About Sparse structures
A Cube can store a value for any combination (cell) of members of its dimensions. For example a Cube that has three dimensions in its structure includes a cell for any combinations of said dimensions.
The virtual size of a Cube is the maximum number of cells it has. For example, if a Cube has the dimensions Month, Product and Customer in its structure and they contain, respectively, 24 months, 500 products, and 1,000 customers, the virtual size of the Cube is 24x500x1000=12,000,000 cells.
Normally, after loading data into the Cube only a small fraction of its cells really contain data.
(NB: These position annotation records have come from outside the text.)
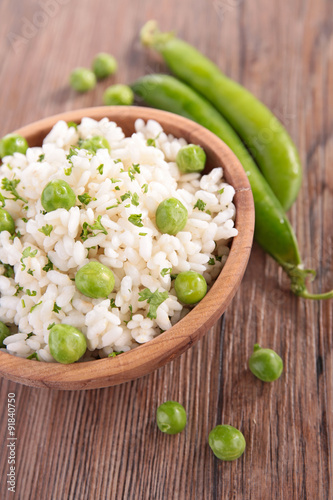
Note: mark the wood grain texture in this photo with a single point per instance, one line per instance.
(104, 443)
(171, 344)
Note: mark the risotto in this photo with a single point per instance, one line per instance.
(112, 222)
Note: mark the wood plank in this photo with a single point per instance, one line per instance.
(104, 443)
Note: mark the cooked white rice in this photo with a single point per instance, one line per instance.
(136, 255)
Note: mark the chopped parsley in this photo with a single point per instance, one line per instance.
(200, 205)
(135, 199)
(72, 152)
(17, 234)
(136, 219)
(36, 305)
(165, 271)
(56, 308)
(18, 289)
(126, 195)
(2, 200)
(46, 229)
(9, 270)
(10, 186)
(154, 300)
(131, 313)
(27, 253)
(88, 229)
(49, 265)
(85, 198)
(134, 169)
(112, 206)
(72, 124)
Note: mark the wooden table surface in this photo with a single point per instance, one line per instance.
(104, 444)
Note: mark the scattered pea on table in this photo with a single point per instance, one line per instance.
(171, 417)
(118, 95)
(57, 194)
(265, 364)
(226, 442)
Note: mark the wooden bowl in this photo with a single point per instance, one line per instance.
(171, 344)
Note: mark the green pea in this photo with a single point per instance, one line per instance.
(171, 417)
(226, 442)
(118, 95)
(12, 143)
(4, 332)
(67, 343)
(94, 280)
(191, 158)
(171, 216)
(265, 364)
(6, 221)
(190, 287)
(58, 194)
(82, 79)
(104, 65)
(95, 143)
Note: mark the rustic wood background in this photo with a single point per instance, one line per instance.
(104, 444)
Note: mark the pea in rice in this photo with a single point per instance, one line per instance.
(113, 223)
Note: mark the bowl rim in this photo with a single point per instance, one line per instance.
(168, 345)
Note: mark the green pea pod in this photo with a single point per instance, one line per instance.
(264, 135)
(272, 228)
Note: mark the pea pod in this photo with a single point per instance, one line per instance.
(264, 135)
(273, 230)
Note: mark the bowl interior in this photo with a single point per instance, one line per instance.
(168, 345)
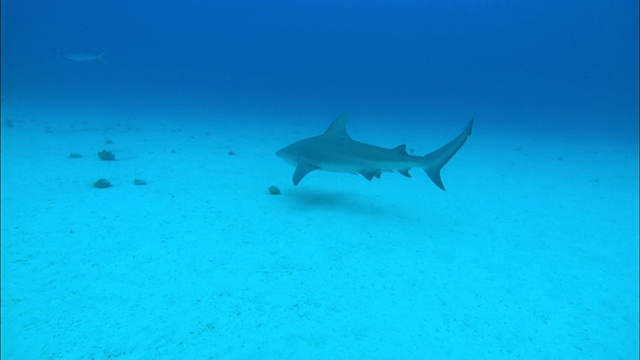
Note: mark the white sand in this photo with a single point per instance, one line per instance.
(531, 253)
The ratio between the number of cells containing data and the total number of cells of the Cube (obtained by multiplying the number of members of each dimension together) is the Cube density.
Sparse management
Board does not create a cell for any possible value of a Cube dimension: There are several compression methods, but the most efficient one is the sparse management.
To better understand how it works, let's imagine a food and beverages company which sells a large number of products to a large number of customers, such as small retail shops, restaurants, hotels, catering companies, hospitals, schools and the like.
In this scenario, a typical customer would probably order only a small list of products from the entire stock, and they may vary depending on the type of customer: a hospital might buy different products from a hotel or a school.
If all customers don't buy all possible products and vice-versa, then we say that the Customer and Product Entities are sparse. If customer C1 buys product P1, then the C1-P1 combination is called a "sparse combination".
A sparse structure is a combination of two or more hierarchically unrelated Entities for which the number of distinct combinations of existing values is much smaller than the total number of potential combinations.
Sparse combinations are created when data is loaded into Cubes and sparse structures are defined when creating Cube versions. When a sparse structure is defined, disk space is allocated only for the sparse combinations created during the loading process, so disk space overhead is minimal.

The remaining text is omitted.